The environmental impact on industrial X-ray tomography systems has gained its attention in terms of image precision and metrology over recent years, yet is still complex due to the variety of applications. The current study explores the photothermal repercussions of the overall radiation exposure time. It shows the emerging dimensional uncertainty when measuring a stainless steel sphere by means of circular tomography scans. The authors develop a novel frame difference method for X-ray radiographies to evaluate the spatial changes induced in the projected absorption maps on the X-ray panel. The object of interest has a simple geometry for the purpose of proof of concept. The dominant source of the observed radial uncertainty is the photothermal effect due to high-energy X-ray scattering at the metal workpiece.

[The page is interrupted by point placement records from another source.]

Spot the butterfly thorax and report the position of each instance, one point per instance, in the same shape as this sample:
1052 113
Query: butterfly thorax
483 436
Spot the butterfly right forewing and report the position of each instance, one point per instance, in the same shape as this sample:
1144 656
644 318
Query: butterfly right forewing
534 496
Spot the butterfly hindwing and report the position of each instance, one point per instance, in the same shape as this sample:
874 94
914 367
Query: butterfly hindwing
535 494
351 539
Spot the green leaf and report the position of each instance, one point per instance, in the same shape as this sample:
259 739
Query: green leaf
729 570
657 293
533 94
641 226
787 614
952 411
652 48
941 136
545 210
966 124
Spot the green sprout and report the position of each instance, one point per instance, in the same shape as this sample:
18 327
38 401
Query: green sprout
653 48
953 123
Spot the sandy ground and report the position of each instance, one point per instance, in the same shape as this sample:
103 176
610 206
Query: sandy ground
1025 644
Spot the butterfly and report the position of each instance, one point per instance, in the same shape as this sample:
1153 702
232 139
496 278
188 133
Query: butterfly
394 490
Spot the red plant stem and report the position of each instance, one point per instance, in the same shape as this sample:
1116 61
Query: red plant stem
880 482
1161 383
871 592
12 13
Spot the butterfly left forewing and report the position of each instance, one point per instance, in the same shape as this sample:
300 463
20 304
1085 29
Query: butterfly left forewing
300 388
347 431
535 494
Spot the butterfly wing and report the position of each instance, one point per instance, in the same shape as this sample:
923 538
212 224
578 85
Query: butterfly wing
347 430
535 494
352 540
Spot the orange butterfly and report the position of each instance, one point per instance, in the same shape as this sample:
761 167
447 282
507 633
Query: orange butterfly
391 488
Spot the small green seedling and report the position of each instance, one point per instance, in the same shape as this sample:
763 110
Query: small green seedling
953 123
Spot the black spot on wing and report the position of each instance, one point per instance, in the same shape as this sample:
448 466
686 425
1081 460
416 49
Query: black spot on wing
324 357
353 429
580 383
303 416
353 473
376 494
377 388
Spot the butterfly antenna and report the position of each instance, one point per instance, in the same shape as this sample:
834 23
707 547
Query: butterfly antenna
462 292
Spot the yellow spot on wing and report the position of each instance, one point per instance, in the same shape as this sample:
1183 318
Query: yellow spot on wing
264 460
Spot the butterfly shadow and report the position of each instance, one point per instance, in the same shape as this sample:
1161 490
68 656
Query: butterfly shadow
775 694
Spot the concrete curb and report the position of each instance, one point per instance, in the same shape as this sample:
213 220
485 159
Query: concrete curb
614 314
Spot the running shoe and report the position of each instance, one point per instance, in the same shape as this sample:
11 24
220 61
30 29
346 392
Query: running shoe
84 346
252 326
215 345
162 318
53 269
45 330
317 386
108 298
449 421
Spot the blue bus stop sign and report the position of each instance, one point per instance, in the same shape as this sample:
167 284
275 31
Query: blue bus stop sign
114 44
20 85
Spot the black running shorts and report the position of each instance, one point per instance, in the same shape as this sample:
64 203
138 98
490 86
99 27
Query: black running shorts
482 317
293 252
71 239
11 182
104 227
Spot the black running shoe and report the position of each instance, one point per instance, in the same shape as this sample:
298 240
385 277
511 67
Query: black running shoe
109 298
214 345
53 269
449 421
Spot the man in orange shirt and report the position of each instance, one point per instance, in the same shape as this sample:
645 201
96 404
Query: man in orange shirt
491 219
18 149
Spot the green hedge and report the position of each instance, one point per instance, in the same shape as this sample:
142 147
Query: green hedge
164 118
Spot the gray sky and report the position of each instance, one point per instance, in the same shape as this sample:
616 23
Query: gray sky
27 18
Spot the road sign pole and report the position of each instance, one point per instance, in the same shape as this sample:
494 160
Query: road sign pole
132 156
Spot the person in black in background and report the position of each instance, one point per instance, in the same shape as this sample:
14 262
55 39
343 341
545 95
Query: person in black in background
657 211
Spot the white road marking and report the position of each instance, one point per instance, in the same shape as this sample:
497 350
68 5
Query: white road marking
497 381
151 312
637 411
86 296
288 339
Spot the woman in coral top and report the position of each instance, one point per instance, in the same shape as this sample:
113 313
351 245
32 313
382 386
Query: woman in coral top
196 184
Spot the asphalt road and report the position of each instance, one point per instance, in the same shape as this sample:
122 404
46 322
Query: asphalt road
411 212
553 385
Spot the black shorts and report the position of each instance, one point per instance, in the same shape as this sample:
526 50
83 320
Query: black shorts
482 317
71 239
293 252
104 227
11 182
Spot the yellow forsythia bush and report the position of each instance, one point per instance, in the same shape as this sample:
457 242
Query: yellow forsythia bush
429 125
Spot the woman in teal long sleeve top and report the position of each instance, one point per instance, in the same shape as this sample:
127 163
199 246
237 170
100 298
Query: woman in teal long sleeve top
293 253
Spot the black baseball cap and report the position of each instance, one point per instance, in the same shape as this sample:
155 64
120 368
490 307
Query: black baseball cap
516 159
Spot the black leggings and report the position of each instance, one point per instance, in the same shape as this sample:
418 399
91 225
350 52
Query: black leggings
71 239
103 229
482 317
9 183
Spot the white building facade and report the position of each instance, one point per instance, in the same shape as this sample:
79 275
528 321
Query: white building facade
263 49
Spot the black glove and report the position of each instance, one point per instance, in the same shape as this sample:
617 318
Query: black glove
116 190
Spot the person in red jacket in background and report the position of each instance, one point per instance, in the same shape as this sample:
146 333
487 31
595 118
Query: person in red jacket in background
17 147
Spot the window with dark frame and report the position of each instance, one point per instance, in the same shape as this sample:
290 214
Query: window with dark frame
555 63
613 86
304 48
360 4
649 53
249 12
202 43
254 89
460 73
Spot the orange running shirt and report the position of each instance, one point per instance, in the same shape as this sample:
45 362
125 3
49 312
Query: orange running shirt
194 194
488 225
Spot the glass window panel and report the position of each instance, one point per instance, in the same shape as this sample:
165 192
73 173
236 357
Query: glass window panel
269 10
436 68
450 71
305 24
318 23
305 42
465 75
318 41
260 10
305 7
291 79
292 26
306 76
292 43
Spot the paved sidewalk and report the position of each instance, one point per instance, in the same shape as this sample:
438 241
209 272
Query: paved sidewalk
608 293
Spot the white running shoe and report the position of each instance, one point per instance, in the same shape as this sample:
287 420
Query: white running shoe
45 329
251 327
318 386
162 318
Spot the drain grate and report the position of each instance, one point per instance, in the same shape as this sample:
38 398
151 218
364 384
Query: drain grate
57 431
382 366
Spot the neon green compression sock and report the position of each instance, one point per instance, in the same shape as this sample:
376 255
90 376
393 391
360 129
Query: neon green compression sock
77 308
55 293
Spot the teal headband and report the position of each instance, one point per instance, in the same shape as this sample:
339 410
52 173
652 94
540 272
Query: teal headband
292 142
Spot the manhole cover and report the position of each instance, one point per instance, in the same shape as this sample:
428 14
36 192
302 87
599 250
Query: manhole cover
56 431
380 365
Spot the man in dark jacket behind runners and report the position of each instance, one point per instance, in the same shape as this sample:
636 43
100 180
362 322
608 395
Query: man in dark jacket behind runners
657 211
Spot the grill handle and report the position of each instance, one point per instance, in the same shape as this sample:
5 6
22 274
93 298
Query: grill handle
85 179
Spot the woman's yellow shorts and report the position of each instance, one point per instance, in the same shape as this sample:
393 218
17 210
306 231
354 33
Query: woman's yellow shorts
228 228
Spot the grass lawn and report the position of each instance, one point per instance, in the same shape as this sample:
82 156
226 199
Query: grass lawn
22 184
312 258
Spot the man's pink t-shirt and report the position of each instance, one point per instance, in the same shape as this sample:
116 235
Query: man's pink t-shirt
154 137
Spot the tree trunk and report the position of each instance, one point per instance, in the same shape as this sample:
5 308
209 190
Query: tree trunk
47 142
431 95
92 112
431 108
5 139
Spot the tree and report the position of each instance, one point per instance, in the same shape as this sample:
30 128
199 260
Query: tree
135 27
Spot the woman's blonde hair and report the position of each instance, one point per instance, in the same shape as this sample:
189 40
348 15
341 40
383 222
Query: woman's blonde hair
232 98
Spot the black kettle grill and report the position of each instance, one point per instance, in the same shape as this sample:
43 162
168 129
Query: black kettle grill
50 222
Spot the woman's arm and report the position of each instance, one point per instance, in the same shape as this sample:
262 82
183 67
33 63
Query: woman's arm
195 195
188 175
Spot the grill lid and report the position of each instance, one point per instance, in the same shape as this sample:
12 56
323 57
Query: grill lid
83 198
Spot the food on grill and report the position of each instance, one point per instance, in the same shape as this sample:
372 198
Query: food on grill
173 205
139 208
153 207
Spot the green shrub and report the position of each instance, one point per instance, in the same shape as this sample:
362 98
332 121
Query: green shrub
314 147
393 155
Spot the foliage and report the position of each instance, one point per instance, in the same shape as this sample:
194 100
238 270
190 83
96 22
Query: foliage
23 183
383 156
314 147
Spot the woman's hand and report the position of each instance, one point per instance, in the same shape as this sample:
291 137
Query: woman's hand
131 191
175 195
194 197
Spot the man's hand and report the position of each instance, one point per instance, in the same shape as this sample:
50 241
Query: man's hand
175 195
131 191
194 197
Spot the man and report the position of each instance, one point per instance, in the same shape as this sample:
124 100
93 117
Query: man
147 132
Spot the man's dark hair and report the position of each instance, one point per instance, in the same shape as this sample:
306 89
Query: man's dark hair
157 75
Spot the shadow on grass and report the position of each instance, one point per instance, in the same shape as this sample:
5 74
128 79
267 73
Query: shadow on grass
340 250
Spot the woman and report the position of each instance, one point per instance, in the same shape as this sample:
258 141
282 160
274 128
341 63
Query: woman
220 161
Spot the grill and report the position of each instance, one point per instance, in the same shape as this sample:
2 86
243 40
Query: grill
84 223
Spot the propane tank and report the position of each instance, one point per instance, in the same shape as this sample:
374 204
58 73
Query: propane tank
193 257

Thermal variations are monitored by an infrared camera within the industrial tomography system, which confines that heat in the industrial grade X-ray system. The authors demonstrate that dense industrial computed tomography programs with major X-ray power notably affect the uncertainty of digital dimensional measurements. The registered temperature variations are consistent with dimensional changes in radiographies and hence form a source of error that might result in visible artifacts within the 3D image reconstruction. This contribution is of fundamental value to reach the balance between the number of projections and radial uncertainty tolerance when performing analysis with X-ray dimensional exploration in precision measurements with industrial tomography.